Ordinary shares: The ordinary shareholders do not receive a fixed sum of money (to be paid as dividends) by the company, and the type of shares rank lower in priority than preference shares, and if the company winds up, preference shareholders are paid first before ordinary shareholders.

This is when a shareholder sells or transfers their shares to another party, who is either an existing shareholder or a third party either by way of sale or gift, which results in a change in the share structure of the company. According to the new Companies and Allied Matters Act, 2020, a shareholder is prohibited from transferring their shares to a non-member of the company without first offering the same shares to the existing shareholders of the company, except the company's Articles of Association state otherwise.

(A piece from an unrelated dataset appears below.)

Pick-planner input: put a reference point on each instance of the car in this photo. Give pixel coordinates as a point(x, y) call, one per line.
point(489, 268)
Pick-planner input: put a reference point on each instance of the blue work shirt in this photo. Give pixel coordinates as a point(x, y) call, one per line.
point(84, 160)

If a shareholder transfers all its shares to the purchaser, the shareholder divests its entire interest in the company shares and ceases to be a shareholder of the company. However, if only part of the shares is transferred, the shareholder divests its interest in the number of shares that have been sold but remains the holder of the unsold shares.

WHO CAN TRANSFER SHARES

Any person that has shares in a company may transfer those shares to another party, subject to any restrictions on share transfers outlined in the company's bylaws. A shareholder is a person or organisation that owns at least one share in a company. In accordance with the law, a minor may own shares in a company, but it is rare that a minor will engage into a legally binding contract to sell or transfer those shares because minors are not legally capable of doing so.

Through the use of a Power of Attorney, a proxy or agent for a shareholder may engage into a legally binding agreement to sell and transfer the shareholder's shares to another party.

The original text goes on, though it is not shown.